Non voglio dire che i problemi della forma di Governo e quelli della riforma degli enti territoriali (in vista del loro, non più rinviabile, potenziamento) non siano problemi centrali; e che, quindi, una stagione di riforme costituzionali non debba fare necessariamente i conti con essi. Ma una riforma costituzionale che nascesse all'insegna di innovazioni circoscritte a questi due ambiti sarebbe una riforma vecchia, che farebbe uso di uno strumentario il cui superamento è denunziato dagli stessi sviluppi della nostra legislazione ordinaria. Senza contare che una delle direttrici delle riforme in cantiere rende ineludibile questo allargamento prospettico.

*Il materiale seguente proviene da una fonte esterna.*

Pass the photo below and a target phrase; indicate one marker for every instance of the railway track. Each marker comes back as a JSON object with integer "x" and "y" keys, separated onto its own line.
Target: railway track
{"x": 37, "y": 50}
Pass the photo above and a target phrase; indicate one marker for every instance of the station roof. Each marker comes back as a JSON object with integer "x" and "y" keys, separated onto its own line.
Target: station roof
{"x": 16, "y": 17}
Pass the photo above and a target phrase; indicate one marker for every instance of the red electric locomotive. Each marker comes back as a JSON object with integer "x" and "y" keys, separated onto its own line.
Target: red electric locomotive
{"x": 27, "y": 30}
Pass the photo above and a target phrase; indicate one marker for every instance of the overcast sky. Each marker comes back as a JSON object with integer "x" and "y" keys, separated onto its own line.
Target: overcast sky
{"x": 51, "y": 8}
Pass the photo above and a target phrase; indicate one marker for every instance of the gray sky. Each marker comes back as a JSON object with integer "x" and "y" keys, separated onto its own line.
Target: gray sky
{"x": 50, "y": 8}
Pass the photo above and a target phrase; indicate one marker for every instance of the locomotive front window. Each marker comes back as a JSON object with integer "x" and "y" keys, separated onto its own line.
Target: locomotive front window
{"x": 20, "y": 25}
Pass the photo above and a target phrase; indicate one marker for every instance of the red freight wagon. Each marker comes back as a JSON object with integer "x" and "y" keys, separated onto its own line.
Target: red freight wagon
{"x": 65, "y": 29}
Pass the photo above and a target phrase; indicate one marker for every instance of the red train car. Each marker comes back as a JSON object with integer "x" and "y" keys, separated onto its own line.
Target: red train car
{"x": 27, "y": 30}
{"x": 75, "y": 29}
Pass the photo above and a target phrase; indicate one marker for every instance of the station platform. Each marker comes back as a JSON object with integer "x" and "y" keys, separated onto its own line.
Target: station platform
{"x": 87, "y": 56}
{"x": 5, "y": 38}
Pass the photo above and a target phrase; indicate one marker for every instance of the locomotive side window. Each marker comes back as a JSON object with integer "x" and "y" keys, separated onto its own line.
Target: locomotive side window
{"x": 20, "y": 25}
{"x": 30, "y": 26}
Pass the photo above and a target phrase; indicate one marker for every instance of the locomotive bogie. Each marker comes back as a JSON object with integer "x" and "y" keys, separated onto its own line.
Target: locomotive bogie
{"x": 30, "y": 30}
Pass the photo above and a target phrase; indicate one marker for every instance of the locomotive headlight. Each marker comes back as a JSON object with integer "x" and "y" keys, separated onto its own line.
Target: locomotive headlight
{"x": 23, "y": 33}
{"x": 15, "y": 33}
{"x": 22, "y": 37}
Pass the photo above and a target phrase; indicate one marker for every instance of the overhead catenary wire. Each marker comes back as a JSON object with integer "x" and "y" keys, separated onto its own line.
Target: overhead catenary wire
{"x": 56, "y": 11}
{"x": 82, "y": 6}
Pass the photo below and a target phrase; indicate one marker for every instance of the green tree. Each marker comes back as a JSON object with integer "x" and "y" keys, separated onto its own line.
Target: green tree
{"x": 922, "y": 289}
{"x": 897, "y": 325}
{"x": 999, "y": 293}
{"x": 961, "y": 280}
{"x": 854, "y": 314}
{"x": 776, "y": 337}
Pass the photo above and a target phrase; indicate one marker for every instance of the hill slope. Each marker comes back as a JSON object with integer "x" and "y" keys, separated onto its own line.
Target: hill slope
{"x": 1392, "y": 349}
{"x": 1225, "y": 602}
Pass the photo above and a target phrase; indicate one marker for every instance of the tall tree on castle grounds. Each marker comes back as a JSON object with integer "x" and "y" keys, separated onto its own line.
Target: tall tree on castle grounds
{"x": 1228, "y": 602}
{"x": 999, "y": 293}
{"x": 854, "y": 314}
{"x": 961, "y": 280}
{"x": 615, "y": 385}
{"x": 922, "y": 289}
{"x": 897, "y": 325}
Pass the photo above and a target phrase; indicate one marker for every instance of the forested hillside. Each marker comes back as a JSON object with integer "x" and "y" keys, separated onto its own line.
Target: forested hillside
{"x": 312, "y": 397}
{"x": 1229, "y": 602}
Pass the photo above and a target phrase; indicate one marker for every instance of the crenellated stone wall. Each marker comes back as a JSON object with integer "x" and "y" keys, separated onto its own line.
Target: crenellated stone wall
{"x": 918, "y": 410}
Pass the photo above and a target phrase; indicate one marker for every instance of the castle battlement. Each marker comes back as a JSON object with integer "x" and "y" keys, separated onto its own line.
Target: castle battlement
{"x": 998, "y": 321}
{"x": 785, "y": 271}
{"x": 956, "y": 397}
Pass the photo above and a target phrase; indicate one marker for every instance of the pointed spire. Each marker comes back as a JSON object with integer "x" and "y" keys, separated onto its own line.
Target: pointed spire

Mi riferisco al rafforzamento complessivo delle autonomie territoriali e alle ipotesi di transizione al federalismo. Dietro i progetti che si muovono in questa direzione c'è la consapevolezza che il centralismo ha fatto il suo tempo. Ma c'è anche l'insofferenza nei confronti di una statualità invadente, nella quale le articolazioni del potere pubblico siano espressione di un pluralismo apparente, come quello largamente sperimentato nella fase pregressa.
Vi è, quindi, una delle idee forti del costituzionalismo del nostro tempo: il principio di sussidiarietà. Il quale, com'è noto, non presenta una dimensione esclusivamente verticale, limitata ai rapporti tra entità territoriali di diverso livello, ma presenta anche una dimensione orizzontale che riguarda le relazioni tra le diverse espressioni del pluralismo istituzionale e sociale. Di qui, una carica espansiva, la quale travalica il circuito delle istituzioni politico-rappresentative, chiamando in causa soggetti diversi, la cui legittimazione sia autonoma rispetto a tale circuito.
In questa prospettiva, una delle esigenze irrinunciabili è che il destino dell'arcipelago di cui parla Predieri non venga abbandonato a i mutevoli orientamenti delle maggioranze parlamentari, ma trovi nella Costituzione la propria prefigurazione e la propria garanzia. E', in altri termini, necessario riprendere il cammino interrotto, sviluppando e aggiornando il progetto pluralistico già presente, almeno in nuce, nella Carta del 1947.

Relazione al Convegno su "Le autonomie funzionali: le Camere di Commercio, problemi e prospettive" (CNEL, 20.3.1996).